Recent research has shown that people with Parkinson's disease respond better to treatment when placed on a high-carbohydrate, low-protein diet. Such a diet is composed chiefly of whole grains, fresh vegetables, beans, and fruit, along with occasional low-fat animal foods, such as fish. Such a diet provides an abundance of vitamins, minerals, trace elements, essential fatty acids, and protein.

Eat a diet that maximizes oxygen and glucose to the brain, one that is extremely low in fat and rich in complex carbohydrates, vitamins, and minerals. Brain function declines when oxygen levels fall due to a high-fat diet. The same is true when glucose levels fall. Blood sugar is increased on a diet rich in complex carbohydrates (found in whole grains, vegetables, and fruit), which are the basis for optimal blood sugar levels. Brain levels of both oxygen and blood sugar are also enhanced when a person gets regular exercise, even a daily walk. Other excellent exercises include yoga and gentle stretching.

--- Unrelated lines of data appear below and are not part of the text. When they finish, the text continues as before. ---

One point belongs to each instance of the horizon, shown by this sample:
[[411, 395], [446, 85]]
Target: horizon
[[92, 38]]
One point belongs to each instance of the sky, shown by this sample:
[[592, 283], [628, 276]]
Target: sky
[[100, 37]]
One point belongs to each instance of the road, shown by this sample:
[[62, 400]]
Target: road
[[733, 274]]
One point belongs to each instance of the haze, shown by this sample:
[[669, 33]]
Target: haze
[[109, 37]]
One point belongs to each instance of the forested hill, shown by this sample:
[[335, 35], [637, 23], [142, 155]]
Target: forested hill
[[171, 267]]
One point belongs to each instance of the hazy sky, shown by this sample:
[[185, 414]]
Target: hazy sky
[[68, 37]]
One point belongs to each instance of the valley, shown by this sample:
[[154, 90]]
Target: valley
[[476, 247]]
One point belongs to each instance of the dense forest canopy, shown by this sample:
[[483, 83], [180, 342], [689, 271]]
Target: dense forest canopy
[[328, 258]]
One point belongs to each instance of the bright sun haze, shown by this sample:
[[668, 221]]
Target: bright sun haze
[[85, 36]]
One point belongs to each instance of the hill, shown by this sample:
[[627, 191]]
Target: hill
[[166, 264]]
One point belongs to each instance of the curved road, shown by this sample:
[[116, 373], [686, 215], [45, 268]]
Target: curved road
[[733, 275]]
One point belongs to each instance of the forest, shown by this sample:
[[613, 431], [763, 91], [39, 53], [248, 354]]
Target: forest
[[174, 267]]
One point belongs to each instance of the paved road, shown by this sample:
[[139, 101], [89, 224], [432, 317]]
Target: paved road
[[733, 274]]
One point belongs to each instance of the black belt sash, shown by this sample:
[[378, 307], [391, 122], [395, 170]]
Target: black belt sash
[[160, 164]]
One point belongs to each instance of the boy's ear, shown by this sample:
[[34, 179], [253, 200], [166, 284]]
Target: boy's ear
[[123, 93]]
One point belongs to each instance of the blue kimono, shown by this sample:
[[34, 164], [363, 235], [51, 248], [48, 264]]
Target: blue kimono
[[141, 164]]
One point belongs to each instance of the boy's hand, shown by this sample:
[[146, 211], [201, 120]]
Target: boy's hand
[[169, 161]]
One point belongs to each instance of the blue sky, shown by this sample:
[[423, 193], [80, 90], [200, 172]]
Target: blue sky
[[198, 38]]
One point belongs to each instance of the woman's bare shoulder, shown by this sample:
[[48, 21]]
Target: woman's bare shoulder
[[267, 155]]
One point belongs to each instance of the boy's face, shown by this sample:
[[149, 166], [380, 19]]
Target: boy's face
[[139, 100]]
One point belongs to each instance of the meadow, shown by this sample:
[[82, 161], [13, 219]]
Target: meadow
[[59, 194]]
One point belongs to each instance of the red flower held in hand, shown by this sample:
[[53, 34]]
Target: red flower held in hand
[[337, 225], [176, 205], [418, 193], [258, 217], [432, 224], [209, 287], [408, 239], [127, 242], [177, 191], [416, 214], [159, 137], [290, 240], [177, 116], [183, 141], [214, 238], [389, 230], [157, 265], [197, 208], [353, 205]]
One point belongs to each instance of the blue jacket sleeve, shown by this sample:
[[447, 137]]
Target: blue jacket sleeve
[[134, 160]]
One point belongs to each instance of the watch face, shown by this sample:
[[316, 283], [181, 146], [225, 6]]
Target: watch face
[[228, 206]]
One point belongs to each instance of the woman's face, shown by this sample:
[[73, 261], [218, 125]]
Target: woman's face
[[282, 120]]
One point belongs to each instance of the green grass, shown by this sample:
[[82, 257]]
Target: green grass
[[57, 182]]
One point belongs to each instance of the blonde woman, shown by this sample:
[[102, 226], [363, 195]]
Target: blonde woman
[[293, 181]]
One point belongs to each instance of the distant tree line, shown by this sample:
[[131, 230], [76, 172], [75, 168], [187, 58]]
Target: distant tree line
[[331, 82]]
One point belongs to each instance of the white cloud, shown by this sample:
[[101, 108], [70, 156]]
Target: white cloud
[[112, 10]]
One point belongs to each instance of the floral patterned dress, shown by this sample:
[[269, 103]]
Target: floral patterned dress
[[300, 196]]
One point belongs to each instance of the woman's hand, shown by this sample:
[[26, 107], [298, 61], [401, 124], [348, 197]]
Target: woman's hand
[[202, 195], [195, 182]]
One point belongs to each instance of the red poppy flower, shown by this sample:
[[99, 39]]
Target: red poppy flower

The first line of treatment for Parkinson's disease is definitely should be based on Western Medicine. The natural alternatives should be used for synergistic improvements. Holistic Medicine has great potential when used in this way.


Although great advances have been made in treatment of symptoms, the causes and methods of prevention and cure of Parkinson's disease remain essentially unknown.However, research is steadily progressing, and should produce answers to these most critical questions.

There are many practical problems faced by people with Parkinson's disease as well as their family. They can get valuable information and support from the many Parkinson's disease support groups that exisit worldwide.